Né en 1973 à Bondy, Christian Guémy, alias C215, grandit dans un contexte familial douloureux. Orphelin très jeune, il est élevé par ses grands-parents après la mort de sa mère. Ce passé personnel forge une sensibilité profonde qui traversera toute son œuvre. Brillant élève, il poursuit des études d’histoire, d’histoire de l’art et d’architecture à la Sorbonne. Avant de devenir artiste, il travaille dans des secteurs variés — textile, mobilier, puis finance — tout en nourrissant une passion silencieuse pour le dessin et la peinture. Ce n’est qu’en 2006, à plus de trente ans, qu’il choisit d’emprunter pleinement la voie artistique et de s’exprimer dans l’espace public.
Vitry-sur-Seine
En s’installant à Vitry-sur-Seine, C215 découvre une ville ouverte à l’expérimentation artistique. Il y développe son langage visuel au pochoir, technique qu’il perfectionne jusqu’à en faire une signature.
Son objectif : rendre visibles les invisibles — enfants, sans-abris, anonymes — en plaçant leurs visages sur les murs de la ville. Très vite, il invite des artistes internationaux à peindre à Vitry, transformant la commune en un véritable musée à ciel ouvert. Cette initiative contribue à faire de la ville l’un des foyers majeurs du street art français. En parallèle, il participe à des projets collectifs, comme le MUR de Vitry ou des fresques dans le métro parisien, imposant peu à peu sa patte humaniste et poétique.
Des visages d’anonymes aux figures historiques
Au cœur du travail de C215 se trouve le portrait, qu’il considère comme une forme d’hommage et de reconnaissance. Sur les murs, les boîtes aux lettres ou les coffrets électriques, il représente des visages d’anonymes — enfants, sans-abris, passants oubliés — qu’il érige au rang de symboles. Mais l’artiste peint également des figures historiques et contemporaines : Christiane Taubira, Simone Veil, Jean Moulin, Aïcha Issadounène, ou encore Laurent Barthélémy, jeune migrant décédé en 2020. Chacun de ces portraits devient un acte de mémoire, une manière de redonner un visage à l’histoire et à la dignité humaine.
« Mes œuvres placent des invisibles au rang des célébrités. À travers ces visages, je souhaite que les passants se confrontent à leur propre humanité. »

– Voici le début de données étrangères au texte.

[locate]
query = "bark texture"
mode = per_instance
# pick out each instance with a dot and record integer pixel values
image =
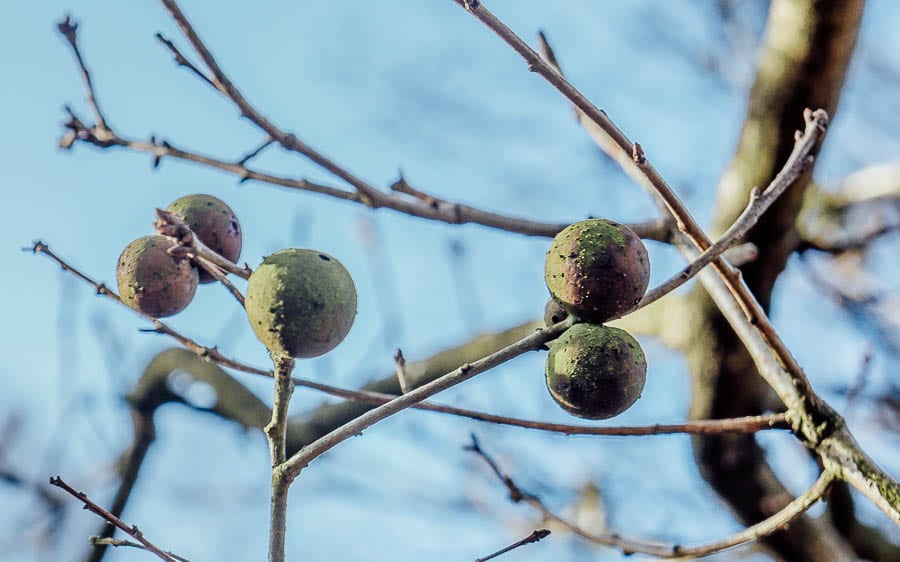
(803, 62)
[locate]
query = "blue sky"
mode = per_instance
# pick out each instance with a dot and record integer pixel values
(379, 87)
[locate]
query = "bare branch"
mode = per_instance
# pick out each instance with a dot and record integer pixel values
(276, 433)
(190, 245)
(109, 541)
(69, 30)
(465, 372)
(748, 424)
(534, 537)
(209, 353)
(131, 530)
(813, 420)
(630, 546)
(800, 158)
(429, 207)
(401, 371)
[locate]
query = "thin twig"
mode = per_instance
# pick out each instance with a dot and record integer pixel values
(445, 211)
(534, 537)
(631, 157)
(789, 381)
(131, 530)
(799, 159)
(461, 374)
(366, 193)
(276, 433)
(748, 424)
(219, 275)
(181, 60)
(255, 152)
(109, 541)
(401, 371)
(69, 30)
(630, 546)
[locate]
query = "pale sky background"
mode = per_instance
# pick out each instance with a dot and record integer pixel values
(381, 86)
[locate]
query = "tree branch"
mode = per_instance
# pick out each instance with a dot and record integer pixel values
(631, 546)
(276, 433)
(132, 530)
(429, 207)
(534, 537)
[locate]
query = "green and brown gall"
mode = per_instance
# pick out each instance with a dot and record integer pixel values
(595, 372)
(214, 223)
(152, 281)
(597, 270)
(301, 302)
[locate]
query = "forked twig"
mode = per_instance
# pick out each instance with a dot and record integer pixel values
(131, 530)
(109, 541)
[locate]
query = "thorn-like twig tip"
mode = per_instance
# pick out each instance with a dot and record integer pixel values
(637, 154)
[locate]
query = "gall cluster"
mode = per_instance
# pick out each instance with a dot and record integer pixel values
(597, 270)
(299, 302)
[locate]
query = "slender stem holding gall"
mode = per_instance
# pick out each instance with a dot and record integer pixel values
(532, 538)
(276, 433)
(189, 244)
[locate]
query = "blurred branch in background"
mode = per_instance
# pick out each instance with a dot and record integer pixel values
(722, 326)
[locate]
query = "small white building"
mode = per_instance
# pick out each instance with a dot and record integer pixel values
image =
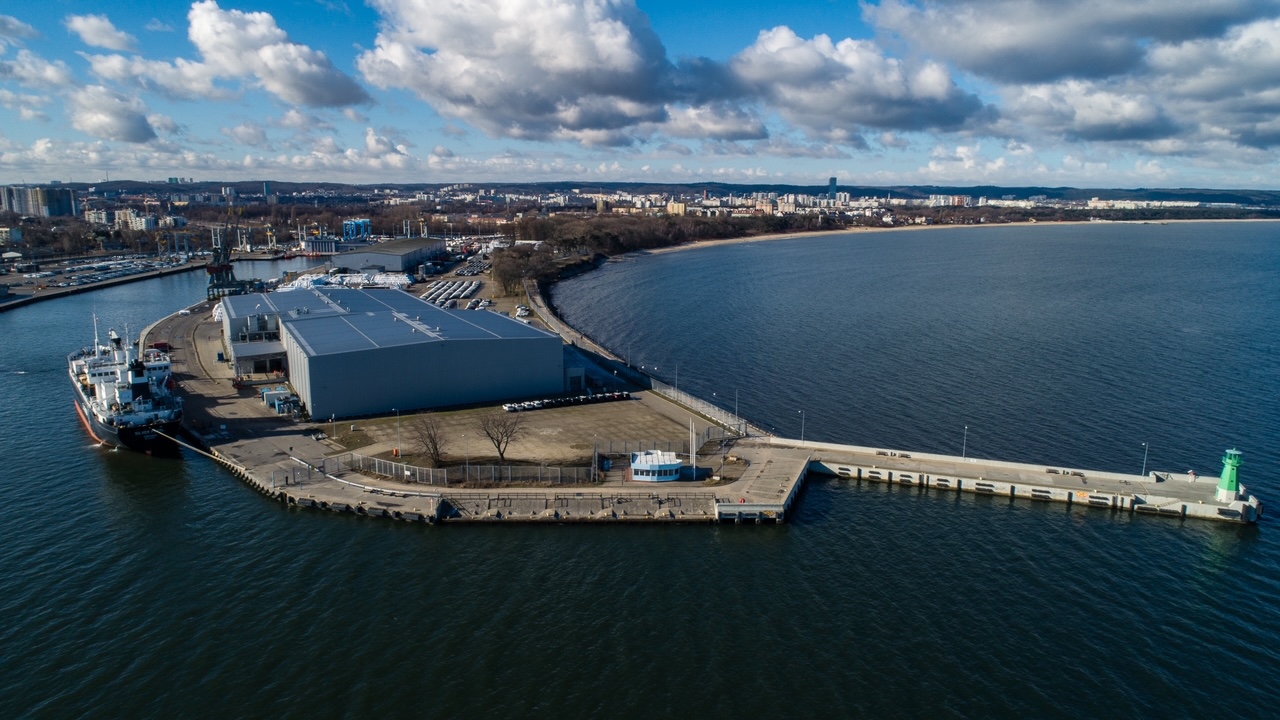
(656, 466)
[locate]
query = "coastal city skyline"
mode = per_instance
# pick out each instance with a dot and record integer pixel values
(1006, 92)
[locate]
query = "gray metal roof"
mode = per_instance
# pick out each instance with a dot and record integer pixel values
(329, 319)
(397, 247)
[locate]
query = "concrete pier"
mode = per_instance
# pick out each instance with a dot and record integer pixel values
(1156, 493)
(297, 466)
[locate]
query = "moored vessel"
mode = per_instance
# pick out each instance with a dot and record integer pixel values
(124, 396)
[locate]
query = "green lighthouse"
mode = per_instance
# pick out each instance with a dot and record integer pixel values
(1229, 486)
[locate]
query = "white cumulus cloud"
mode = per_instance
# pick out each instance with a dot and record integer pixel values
(109, 115)
(238, 44)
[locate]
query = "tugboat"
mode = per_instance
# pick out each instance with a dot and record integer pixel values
(123, 399)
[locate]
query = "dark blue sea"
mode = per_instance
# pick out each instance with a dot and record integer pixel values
(150, 588)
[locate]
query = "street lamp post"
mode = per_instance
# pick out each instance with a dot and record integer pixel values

Le pochoir comme langage universel
Le pochoir est le médium de prédilection de C215. Héritier du graffiti et du stencil art britannique, il en a fait une langue picturale universelle. Sa technique repose sur un jeu subtil de coupes fines, de contrastes et de superpositions, où chaque teinte renforce l’intensité du regard. Son travail va de la bichromie expressive aux compositions colorées et lumineuses, inspirées par les clairs-obscurs du Caravage, son maître spirituel. C215 transpose ainsi l’émotion et la lumière du tableau classique dans la rue contemporaine. Ses œuvres, toujours à échelle humaine, se distinguent par leur proximité avec le passant : il veut que chacun puisse ressentir immédiatement la force du visage qu’il croise.
L’humanité comme fil conducteur
Ce qui unit toute l’œuvre de C215, c’est sa foi en l’humanité. À travers les murs, il cherche à réparer symboliquement le tissu social en rendant visibles ceux que la société oublie. En choisissant la rue, il refuse les barrières institutionnelles et fait de l’espace public un musée accessible à tous.
Ses portraits ne sont jamais froids : ils respirent la tendresse, la douleur, la résistance ou la joie. Cette émotion brute crée une connexion directe entre l’œuvre et le spectateur, faisant de chaque mur un miroir de conscience. Le pochoir devient ainsi un outil de transmission et de mémoire collective, un acte poétique autant que politique.